NEW DELHI — The night train to Silchar was moving fast — too fast, the authorities say.
As
it chugged into a forested area of northeastern India on Saturday
night, a group of villagers waved their flashlights frantically, urging
the driver to slow down. He didn’t know why, but he soon found out.
Ahead
in the darkness, a large herd of elephants was ambling across the
railway tracks. When the train driver finally saw what was in front of
him, he hit the emergency brake, railway officials said, but it was too
late.
The
14-car passenger train plowed right into the herd. Two calves and two
adult elephants were killed instantly, and an adult elephant that was
badly injured died on Monday. Some local news reports
said that several baby elephants had not even moved as the train
approached, and that adult elephants had sought to protect them by
surrounding them.
Indian forestry officials said the warnings had been ignored for a simple reason: The train was running 10 minutes late.
“The
driver was trying to cover up the time,” said P. Sivakumar, a senior
forestry officer in northern Assam, the state where the accident
happened. The incident is now under investigation.
In
some parts of India, especially in the northeast, it is quite common
for elephants to pass through populated regions or to step across
railway tracks — or even four-lane highways — in search of food.
Many
areas have been designated elephant corridors, where drivers are
supposed to proceed with caution.
In
the case over the weekend, the train operator was traveling above the
speed limit of 30 kilometers, or about 20 miles, an hour, forestry
officials said. Earlier in the day, the Forestry Department had sent
several urgent notifications to railway operators that a large elephant
herd was moving through the Habaipur area, about 250 kilometers north of
Silchar, near India’s border with Bangladesh. The area is deep green on
most maps, and a well-known refuge for elephants.
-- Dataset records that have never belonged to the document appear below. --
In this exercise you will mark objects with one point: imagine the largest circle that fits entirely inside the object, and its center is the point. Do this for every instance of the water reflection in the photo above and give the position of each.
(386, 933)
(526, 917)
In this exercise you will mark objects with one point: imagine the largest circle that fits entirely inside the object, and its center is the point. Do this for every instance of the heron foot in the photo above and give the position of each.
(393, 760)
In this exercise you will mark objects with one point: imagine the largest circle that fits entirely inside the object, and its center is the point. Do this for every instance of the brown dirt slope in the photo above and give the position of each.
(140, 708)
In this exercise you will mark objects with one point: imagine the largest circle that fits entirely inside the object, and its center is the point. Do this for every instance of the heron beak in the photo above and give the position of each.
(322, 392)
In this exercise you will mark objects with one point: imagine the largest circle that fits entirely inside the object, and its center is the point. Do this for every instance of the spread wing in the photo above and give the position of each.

This episode is the latest in an unfortunate pattern. As recently as December, a train in Assam killed five adult elephants, including one that was pregnant.
But
in India’s wildlife community, the latest accident seems to have
reverberated more, adding to the sadness and outrage that has been
building.
“The railways need to be held accountable,’’ said Prerna Singh Bindra, a conservationist and writer.
“How come we have not learned our lessons?”
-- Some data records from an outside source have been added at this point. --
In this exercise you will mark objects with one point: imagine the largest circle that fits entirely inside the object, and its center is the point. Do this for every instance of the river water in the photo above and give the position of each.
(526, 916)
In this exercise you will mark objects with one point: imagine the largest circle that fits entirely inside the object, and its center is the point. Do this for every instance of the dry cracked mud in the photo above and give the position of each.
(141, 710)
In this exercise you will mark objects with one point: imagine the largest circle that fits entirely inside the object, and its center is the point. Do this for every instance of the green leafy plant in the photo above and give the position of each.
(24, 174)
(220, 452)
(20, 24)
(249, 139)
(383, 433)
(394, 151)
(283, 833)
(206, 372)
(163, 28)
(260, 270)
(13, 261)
About two weeks ago, Ms. Bindra and more than a dozen other wildlife advocates sent a letter to India’s railway minister pointing out this very problem.
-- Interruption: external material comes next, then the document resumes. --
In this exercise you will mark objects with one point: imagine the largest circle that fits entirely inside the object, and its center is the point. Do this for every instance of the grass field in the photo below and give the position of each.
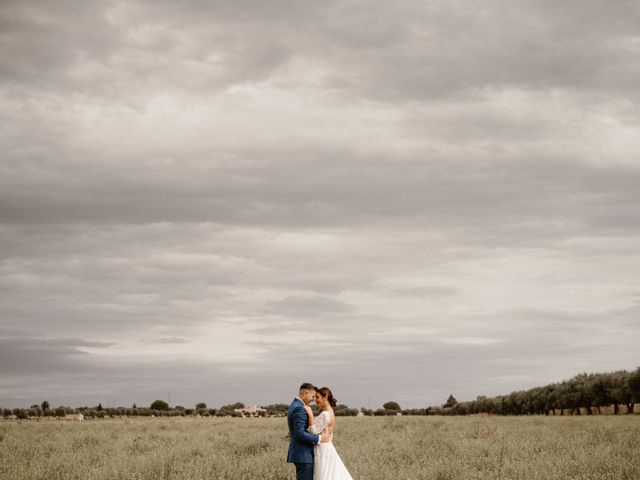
(373, 448)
“Our elephants are in trouble,’’ the letter began.
It
then laid out several steps to help prevent train-elephant accidents,
including building underpasses beneath railway lines for the animals,
and telling passengers not to throw food out of the windows, as that
encourages hungry animals to linger along the tracks.
Wildlife
experts say that India has the largest number of train accidents
involving elephants in the world, with hundreds killed in the past 20
years. Many accidents tend to involve one or two animals, though in late
2013, five elephants were killed by a train in the Indian state of West Bengal, another area where such collisions happen frequently.
Sadly
for the elephants, the number of collisions with trains seems to be
rising. For example, in West Bengal, there were 27 such deaths from 1974
to 2002. But from 2004 to 2015, a much shorter period, there were 65,
and there were as many as 30 killed in the last five years alone, according to Indian environmentalists.
Train
accidents are just one of the many threats elephants in India face.
Some of the animals have been poached for their ivory, others poisoned
by farmers angry at them for eating their crops. At the same time,
forests are being cleared for timber and farms, and more train tracks
and highways are being built all around the country. The wide open wild
spaces where elephants used to roam are fragmenting as India’s human
population, now 1.3 billion, grows.
Asian elephants are considered endangered, with at most around 50,000 left. A recent study
showed a dip in India’s elephant population, though scientists
disagreed over whether this was because of a change in how the elephants
were counted or if there were actually fewer elephants.
“We
revere the elephant as a god, as Ganesha,” Ms. Bindra said, referring
to one of Hinduism’s most popular deities. “Yet at the same time, we are
in a situation where we have elephants dying and being chased off areas
with human habitation.’’
Perhaps, then, it is a cruel paradox that the mascot of Indian Railways is an elephant.